PETALING JAYA: Kencana Petroleum Bhd and SapuraCrest Petroleum Bhd, together with Petrofac Energy Developments Sdn Bhd (PED), have bagged an estimated US$800mil contract from Petroliam Nasional Bhd to jointly develop and operate an oil and gas field in Berantai.
This would mark the first time the national oil company has awarded a risk-service contract (RSC) (as opposed to a production-sharing contract) for the development and production of petroleum resources in the country.
The joint operating agreement (JOA) will be 50% owned and led by PED, part of London-listed Petrofac Ltd Group of Companies, while Kencana's wholly-owned Kencana Energy Sdn Bhd and SapuraCrest's wholly-owned Sapura Energy Ventures Sdn Bhd would each hold a 25% interest, said both companies in an announcement to Bursa Malaysia.
The operating parties will be jointly responsible to provide field development plan, execute and complete the plan including its funding and carry out production of petroleum resources from the Berantai field over the course of the RSC, which is for a nine-year period starting from Jan 31. The project is targeting first gas by end of December 2011 with the first development phase of 18 wells expected to be completed by end-2012.
“This is a very fast-track project to be delivered by year-end (for the first gas production). It's not a normal timeline but with the concerted effort of all the three parties ... (we are quite confident of meeting the timeline).
“We do not own the concession but we are proud Petronas has given Malaysian companies a chance to participate and take on more risks. We estimate the development cost to be a minimum US$800mil. It all depends on the first phase of production ... there may be a second phase, so the expenditure could go up,” Kencana's group chief executive officer Datuk Mokhzani Mahathir told StarBiz.
SapuraCrest executive vice-chairman Datuk Shahril Shamsuddin said: “We need to work very fast as the timeframe is tight. But it's not unachievable. We have allocated resources to ensure this project is completed on time. The whole idea is to bring local companies into the value chain.
“There are no freebies in this. The risks are real and it's a serious project.”
The rights and liabilities of each party will be in proportion to their respective interest in the JOA. Kencana Energy and Sapura Energy's contribution into the development cost would be approximately US$200mil each. Kencana Petroleum said it will fund this via internal funds, borrowings and proceeds from equity/debt fund raising exercise.
As at end-July 2010, Kencana Petroleum Group's borrowings stood at RM225.9mil. Assuming that 50% of Kencana Energy's cost to develop the project is funded through borrowings, the total borrowing of Kencana Petroleum Group will increase by RM310mil to RM535.9mil.
Accordingly, the company said its gearing, after adjusting for the private placement of 166.70 million new shares, would increase from 0.30 times to 0.47 times.
Sapura, for its part, said it would fund the job through a combination of internal funds and external borrowings.
The operating team undertaking the project shall comprise personnel from each of the operating parties.
“Overall supervision and direction of the operations are vested in a management committee consisting of representatives from each of the operating parties. Each of the operating parties shall have the right to deploy works and services to the project,” said the companies.

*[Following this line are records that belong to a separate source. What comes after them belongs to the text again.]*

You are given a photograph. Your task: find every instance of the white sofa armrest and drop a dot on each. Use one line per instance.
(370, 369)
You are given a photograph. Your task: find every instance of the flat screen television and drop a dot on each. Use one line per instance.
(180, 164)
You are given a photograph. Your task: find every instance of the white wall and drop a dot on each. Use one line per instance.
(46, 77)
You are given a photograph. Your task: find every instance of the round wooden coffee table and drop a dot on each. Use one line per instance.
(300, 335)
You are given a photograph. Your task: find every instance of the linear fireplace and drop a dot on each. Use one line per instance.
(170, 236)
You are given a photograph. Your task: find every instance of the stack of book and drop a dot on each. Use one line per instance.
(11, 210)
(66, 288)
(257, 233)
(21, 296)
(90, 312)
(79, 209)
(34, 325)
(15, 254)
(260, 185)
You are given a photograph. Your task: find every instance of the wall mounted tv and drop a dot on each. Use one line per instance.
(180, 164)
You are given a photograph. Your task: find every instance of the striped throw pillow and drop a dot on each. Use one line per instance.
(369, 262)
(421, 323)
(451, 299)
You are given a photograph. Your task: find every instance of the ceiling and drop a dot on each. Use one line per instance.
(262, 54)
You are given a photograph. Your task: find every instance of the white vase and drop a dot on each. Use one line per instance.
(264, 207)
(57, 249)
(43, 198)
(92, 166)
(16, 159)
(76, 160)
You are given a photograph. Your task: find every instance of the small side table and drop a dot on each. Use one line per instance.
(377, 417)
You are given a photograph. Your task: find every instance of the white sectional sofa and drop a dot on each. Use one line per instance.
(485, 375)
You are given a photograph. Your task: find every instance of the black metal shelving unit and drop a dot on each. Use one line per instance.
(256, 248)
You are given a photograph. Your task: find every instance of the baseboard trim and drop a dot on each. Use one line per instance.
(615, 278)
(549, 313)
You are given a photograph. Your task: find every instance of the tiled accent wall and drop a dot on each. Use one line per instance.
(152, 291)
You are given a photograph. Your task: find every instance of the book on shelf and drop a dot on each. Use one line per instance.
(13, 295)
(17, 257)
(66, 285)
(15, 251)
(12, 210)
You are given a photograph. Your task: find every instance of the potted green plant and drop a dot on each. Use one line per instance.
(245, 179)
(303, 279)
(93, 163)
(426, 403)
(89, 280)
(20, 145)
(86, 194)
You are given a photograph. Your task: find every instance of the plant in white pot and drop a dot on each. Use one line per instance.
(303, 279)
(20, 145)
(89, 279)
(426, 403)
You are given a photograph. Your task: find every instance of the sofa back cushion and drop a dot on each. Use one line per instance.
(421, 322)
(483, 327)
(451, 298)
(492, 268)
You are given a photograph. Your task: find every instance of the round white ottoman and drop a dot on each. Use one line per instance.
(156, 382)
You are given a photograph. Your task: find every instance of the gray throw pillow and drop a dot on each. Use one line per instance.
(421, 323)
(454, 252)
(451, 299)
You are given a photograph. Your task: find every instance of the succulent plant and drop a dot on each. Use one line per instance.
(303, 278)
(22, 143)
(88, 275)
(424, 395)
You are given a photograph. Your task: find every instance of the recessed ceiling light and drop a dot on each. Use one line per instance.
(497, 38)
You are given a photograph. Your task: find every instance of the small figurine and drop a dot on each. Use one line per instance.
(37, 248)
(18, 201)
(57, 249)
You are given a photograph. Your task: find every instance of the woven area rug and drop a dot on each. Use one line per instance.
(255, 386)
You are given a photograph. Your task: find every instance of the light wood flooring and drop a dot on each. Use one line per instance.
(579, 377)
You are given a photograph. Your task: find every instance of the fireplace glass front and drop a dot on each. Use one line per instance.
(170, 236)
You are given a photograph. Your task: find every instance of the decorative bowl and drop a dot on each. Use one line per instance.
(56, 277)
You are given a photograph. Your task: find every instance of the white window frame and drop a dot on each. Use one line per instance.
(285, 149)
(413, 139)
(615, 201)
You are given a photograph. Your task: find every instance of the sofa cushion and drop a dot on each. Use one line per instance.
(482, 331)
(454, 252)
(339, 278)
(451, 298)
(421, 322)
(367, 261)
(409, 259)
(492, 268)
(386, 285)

Kencana said the contract presented the opportunity to expand its service offering within the upstream oil and gas services and move up the value chain as a field developer and operator while extending the group's earning visibility.
For SapuraCrest, it said the contract would mark a “step change in ascending the oil and gas value chain and developing new competencies in new areas of the oil and gas industry.”
The project is expected to improve both companies' net asset, net asset per share and earnings per share over the duration of the contract.
The companies pointed out that the risk factors included execution risks such as availability of technical expertise, skilled manpower, materials, changes in prices of materials, and changes in political, economic and regulatory conditions.
The Berantai field is located about 150 km offshore Terengganu. The development of the Berantai field will involve the provision of one well-head platform with 18 wells together with related pipeline linking it to another existing platform and a provision of a floating production, storage and off-loading vessel. A second well-head platform is expected to be installed in a subsequent phase.